I pointed this out to her, stressing the limitations of her programme and she asked, "What must I do?"
"Well, I replied, you can live with what you've got or install another programme. If you decide to install another programme like the one at our classes, it'll cost you a bit."
"Ah, yes, I have money, I would like."
"You mean you do want to install a new programme?"
"Yes, that I would like; but how I do it?"
"Would you like me to do it for you?" I asked. "I can buy what is necessary and come and install it."
"You would do that, David?"
"Yes, no problem."
"Then I must pay you."
That began a bit of a verbal tussle but I finally got it through to her I did not want paying. This led on to further cross purpose talk since Jessica insisted she must reward me, the reward offered being that me and my wife have dinner with her one evening. I had to point out that I was a widower, and she said it was because I was still wearing a wedding ring she thought I must have a wife.
Jessica went on to say that, "I too have been alone for two years."

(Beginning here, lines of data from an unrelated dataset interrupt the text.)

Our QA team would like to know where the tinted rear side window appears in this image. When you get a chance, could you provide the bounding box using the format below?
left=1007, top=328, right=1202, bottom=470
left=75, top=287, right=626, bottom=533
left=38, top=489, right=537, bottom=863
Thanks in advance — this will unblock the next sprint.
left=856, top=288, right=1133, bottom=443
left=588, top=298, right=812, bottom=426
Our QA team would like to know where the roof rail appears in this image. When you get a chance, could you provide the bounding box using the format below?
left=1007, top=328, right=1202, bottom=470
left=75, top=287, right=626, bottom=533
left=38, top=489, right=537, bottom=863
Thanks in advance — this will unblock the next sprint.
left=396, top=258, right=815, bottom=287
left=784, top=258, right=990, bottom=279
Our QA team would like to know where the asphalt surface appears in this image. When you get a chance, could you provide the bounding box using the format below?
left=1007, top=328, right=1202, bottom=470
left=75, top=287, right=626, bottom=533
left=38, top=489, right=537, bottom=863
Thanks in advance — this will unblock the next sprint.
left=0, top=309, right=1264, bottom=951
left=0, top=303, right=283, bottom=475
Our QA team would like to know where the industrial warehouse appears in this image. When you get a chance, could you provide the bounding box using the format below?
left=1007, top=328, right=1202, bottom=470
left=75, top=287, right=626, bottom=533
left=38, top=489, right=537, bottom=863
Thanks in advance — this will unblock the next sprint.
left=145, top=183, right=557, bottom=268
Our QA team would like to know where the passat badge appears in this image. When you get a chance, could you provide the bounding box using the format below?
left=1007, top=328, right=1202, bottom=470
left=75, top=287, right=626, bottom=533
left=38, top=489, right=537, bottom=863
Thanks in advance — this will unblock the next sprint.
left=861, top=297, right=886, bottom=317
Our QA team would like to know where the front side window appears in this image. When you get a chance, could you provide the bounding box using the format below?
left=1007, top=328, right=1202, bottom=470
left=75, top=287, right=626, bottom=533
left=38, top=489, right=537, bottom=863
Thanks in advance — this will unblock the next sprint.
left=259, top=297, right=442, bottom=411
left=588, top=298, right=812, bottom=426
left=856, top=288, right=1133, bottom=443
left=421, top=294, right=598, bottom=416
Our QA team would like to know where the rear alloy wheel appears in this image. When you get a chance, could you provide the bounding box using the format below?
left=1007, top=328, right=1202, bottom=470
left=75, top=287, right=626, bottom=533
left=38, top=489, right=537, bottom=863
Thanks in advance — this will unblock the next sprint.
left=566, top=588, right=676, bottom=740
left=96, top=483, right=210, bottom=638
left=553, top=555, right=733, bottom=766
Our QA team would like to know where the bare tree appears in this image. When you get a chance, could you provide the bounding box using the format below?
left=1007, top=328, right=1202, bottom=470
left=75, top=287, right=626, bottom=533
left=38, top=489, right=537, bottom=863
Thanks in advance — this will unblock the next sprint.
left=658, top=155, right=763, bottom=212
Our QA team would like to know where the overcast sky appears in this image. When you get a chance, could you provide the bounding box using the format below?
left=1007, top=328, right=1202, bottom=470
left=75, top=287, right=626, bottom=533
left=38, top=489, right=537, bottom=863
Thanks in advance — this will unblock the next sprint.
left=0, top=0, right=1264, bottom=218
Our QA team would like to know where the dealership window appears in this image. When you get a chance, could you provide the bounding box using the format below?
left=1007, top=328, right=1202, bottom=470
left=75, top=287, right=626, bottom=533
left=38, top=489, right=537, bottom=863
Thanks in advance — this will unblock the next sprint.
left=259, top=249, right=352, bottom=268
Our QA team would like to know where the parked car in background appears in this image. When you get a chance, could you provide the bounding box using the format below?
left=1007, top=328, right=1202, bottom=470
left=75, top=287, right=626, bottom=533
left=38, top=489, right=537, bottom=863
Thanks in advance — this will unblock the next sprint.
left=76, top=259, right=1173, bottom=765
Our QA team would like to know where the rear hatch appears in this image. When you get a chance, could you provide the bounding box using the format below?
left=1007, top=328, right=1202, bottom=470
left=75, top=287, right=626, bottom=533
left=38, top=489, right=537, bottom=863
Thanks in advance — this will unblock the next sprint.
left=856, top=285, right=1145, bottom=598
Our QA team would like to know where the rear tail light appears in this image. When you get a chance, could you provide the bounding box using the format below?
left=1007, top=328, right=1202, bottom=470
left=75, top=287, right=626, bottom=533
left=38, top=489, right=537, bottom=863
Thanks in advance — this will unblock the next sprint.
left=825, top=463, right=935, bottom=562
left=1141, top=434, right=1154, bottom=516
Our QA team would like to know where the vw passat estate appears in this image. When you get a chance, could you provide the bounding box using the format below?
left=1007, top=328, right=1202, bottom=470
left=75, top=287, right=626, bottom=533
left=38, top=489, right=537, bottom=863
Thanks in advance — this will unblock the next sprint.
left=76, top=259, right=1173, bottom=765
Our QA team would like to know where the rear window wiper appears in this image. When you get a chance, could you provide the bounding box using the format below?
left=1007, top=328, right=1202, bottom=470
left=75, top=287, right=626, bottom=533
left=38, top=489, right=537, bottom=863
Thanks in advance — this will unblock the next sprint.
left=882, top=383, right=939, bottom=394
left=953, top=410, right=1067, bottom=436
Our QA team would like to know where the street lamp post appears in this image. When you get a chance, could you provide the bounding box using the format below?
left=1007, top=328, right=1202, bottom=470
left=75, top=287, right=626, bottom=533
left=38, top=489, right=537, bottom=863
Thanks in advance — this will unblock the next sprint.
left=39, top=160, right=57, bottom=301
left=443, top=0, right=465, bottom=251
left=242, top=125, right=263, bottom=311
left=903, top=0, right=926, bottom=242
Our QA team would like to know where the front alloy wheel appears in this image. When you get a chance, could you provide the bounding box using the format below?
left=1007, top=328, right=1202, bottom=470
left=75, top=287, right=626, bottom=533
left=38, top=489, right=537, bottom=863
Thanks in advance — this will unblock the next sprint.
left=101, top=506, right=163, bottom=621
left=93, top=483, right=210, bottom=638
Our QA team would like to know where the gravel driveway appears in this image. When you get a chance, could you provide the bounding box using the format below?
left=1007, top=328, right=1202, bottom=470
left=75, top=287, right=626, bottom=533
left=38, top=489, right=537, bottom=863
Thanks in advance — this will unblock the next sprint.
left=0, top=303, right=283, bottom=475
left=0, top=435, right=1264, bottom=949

I jokingly pointed out that she was also wearing a wedding ring.
"Ah yes, but what must I do. Put in drawer and forget past years, no I not forget, and you too I think."
No I don't forget those years," I replied. This led on to talk of our late partners; the grief we experienced at their loss, and the loneliness that came with that grief.
She said, "I hear that many men not eat properly when they lose wife; you cook?"
I grinned and said, "Well, after a fashion. In fact I'd better be going because I've got to get my evening meal ready."